C’est ainsi qu’Anne Ubersfeld, la grand spécialiste marxiste du théâtre, a pu
parler du Mariage de Figaro comme d’un « Balcon sur la Terreur » : le balcon fait
référence à la pratique de la parade, la Terreur à l’Histoire qui est en train de se jouer
(et qui va se jouer pour le aristocrates tout au long de la Révolution). A la fin du
Mariage, les derniers mots sont « Et tout finit par des chansons » : pour une pièce qui
se joue en 1784, on ne peut guère soutenir qu’il y ait là une visée très
révolutionnaire… Car sur la scène de l’Histoire, tout ne finit pas par des chansons.

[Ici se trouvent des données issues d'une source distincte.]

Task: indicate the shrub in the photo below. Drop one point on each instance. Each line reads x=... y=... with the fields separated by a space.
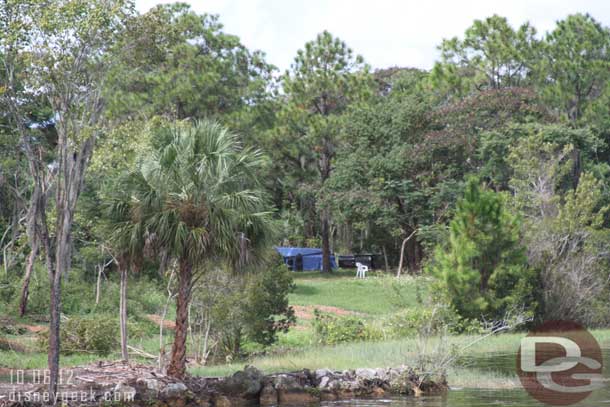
x=331 y=329
x=434 y=319
x=91 y=334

Bien sûr, il ne faut pas oublier cependant que le public auquel la pièce est
destiné n’est pas exclusivement un public d’aristocrate. Et il est certain que la
parabase de Figaro (long monologue, très rare dans une comédie, où Figaro évoque
en particulier le problème de la liberté d’expression) prend un caractère politique
certain : néanmoins, il faut se rappeler que Beaumarchais s’est heurté à ce problème
de la liberté d’expression – la censure occupe à cette époque une place encore très
importante – mais cela ne signifie pas pour autant que la liberté d’expression vise à
contester le pouvoir royal (qui avait beaucoup évolué sous Louis XVI). Ce long
monologue a une valeur hautement polémique, mais il ne faut pas interpréter trop
vite le « sel » satirique de Figaro comme un appel à la contestation : d’ailleurs, Figaro
ne triomphe pas dans la pièce.
Attention donc à bien problématiser, et à bien nuancer : il y a un aspect
polémique et satirique qui reflète une crise des valeurs sociales, mais qui n’entraîne
pas pour autant la position d’une thèse politique. Et la parodie de procès qui a lieu
sur scène, la non-sanction du comte Almaviva et la fin tout en chansons nous
montrent un espace très indépendant du monde réel, un espace qui affiche son
artifice.

La question du système dramatique
Avec Beaumarchais, on a cependant un pas gagné dans la valeur
« mimétique » accordée à la scène : décors et objets foisonnent et occupent à la fois un
rôle fonctionnel, physique, et symbolique sur la scène. Le fauteuil derrière lequel on
se cache, l’armoire, la fenêtre qui ouvre sur le jardin, donc des espaces internes, des
dimensions qui jouent un rôle.
Les objets eux-mêmes deviennent signifiants, en particulier, dans la scène
entre Suzanne et Chérubin, le ruban. On a beaucoup glosé sur le ruban : il est certain
que le ruban est un objet qui est plus qu’un objet. Dans la scène entre Suzanne et
Chérubin, il est largement investi du désir de Chérubin (presque fétichiste) et devient
métonymique du corps féminin (Chérubin désire les femmes, toutes les femmes).
Mais Chérubin (du nom de l’ange) est un personnage homme qui pourtant est
très féminin (c’est lui qu’on va travestir) : il est à la fois homme et femme (chez
Mozart, le rôle est toujours chanté par une femme). On a parfois avancer que le
ruban (rouge) devait trouver une signification du côté du sang : le « sang » en tant
qu’appartenance aristocratique, le sang en tant que menstruations que Chérubin n’a
pas, etc. Ce ruban aura en effet un rôle au moment du mariage proprement dit (la
jarretière). Il est un punctum comme dirait Barthes, un détail qui cristallise l’attention
(désir érotique) et appelle une interprétation.